Medical errors are estimated to be the third leading cause of death in the United States1 and pose a large financial burden to the healthcare system.2 Medical errors in anesthesiology are common, reported to be as high as 1.12% during general anesthesia.3 Further, one study found that one in twenty perioperative medication administrations included a medication error or adverse drug event.4 There are also strict regulations for the preparation, security, and use of medications for public health and safety reasons. These two areas motivate the application of best practices for drug preparation and dilution in anesthesia.

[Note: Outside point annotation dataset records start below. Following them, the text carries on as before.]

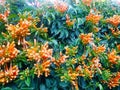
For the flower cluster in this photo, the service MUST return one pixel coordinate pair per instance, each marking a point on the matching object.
(8, 74)
(115, 32)
(68, 21)
(115, 20)
(99, 49)
(19, 31)
(87, 2)
(113, 57)
(86, 38)
(3, 17)
(7, 53)
(93, 18)
(43, 57)
(115, 81)
(61, 6)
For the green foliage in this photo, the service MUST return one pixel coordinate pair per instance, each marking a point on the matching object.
(70, 56)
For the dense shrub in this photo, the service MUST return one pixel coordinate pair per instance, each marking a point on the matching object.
(59, 46)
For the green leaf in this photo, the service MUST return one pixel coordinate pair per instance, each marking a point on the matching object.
(6, 88)
(42, 87)
(27, 81)
(100, 87)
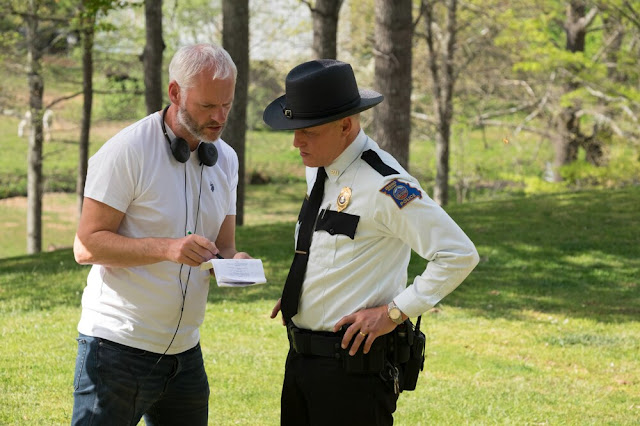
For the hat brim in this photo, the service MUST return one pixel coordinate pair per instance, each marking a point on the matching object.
(274, 113)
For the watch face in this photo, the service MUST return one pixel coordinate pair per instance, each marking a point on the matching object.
(394, 313)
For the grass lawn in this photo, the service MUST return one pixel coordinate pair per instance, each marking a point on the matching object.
(545, 331)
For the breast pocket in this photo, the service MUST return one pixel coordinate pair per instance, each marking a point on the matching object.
(334, 239)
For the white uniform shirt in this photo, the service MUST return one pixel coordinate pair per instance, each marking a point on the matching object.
(388, 216)
(135, 173)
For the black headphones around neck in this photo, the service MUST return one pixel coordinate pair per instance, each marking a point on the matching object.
(207, 152)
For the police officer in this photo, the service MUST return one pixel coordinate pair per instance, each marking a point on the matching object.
(347, 288)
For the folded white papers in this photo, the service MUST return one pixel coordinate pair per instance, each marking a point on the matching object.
(236, 272)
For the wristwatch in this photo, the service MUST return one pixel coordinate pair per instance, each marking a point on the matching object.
(394, 313)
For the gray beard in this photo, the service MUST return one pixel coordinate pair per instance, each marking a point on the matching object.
(186, 121)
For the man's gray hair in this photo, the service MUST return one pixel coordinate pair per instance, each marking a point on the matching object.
(189, 61)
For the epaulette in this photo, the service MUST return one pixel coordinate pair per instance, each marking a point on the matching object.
(374, 160)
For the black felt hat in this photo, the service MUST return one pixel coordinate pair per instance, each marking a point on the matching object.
(318, 92)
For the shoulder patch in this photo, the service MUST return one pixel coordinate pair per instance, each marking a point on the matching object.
(374, 160)
(401, 192)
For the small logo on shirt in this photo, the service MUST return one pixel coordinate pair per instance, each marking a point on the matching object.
(401, 192)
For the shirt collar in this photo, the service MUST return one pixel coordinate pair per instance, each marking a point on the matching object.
(348, 156)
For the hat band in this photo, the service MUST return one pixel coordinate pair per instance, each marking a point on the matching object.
(326, 113)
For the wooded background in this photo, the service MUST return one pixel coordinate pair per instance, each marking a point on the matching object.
(559, 71)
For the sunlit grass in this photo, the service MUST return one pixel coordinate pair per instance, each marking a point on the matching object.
(546, 330)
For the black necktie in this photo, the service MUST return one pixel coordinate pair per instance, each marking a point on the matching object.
(291, 292)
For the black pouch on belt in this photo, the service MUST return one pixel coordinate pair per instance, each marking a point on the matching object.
(415, 363)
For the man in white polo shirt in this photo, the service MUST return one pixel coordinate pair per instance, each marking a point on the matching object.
(160, 199)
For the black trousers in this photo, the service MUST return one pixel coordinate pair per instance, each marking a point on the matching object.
(317, 392)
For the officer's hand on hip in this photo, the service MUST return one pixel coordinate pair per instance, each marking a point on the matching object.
(366, 326)
(276, 309)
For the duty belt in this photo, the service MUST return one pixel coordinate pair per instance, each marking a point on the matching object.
(317, 343)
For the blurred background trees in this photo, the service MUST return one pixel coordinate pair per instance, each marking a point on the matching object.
(558, 77)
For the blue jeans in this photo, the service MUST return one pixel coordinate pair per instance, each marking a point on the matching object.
(117, 385)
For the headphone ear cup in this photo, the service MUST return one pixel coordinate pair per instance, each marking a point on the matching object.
(208, 154)
(180, 150)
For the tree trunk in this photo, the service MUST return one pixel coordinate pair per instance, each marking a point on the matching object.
(568, 138)
(393, 41)
(152, 55)
(325, 28)
(34, 156)
(235, 39)
(87, 90)
(441, 65)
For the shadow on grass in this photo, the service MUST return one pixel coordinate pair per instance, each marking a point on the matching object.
(573, 254)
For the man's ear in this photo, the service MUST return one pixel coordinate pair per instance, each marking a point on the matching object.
(174, 93)
(347, 125)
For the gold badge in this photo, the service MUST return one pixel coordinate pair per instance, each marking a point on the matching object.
(344, 198)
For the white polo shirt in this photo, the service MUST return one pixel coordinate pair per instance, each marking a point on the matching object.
(358, 257)
(135, 173)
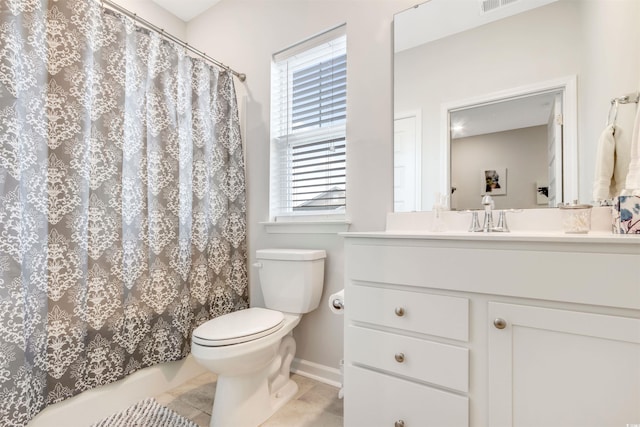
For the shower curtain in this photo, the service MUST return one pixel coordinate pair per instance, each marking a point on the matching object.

A dual-center study involving 7794 anesthesiologists uncovered that 20% of drug administration errors were due to incorrect dosing, with drug substitutions comprising an additional 20%,5 making drug preparation and dilution significant routes for the introduction of anesthesia errors leading to the increased risk of morbidity and mortality.

To mitigate the likelihood of medication error or adverse drug event related to drug preparation, best practice frameworks have been proposed. Mackay, Jennings, and Webber’s6 best practices can be divided into three categories: strategies to attenuate the risk of infection associated with drug preparation, strategies to optimize the environment in which the drug is prepared, and other best practices.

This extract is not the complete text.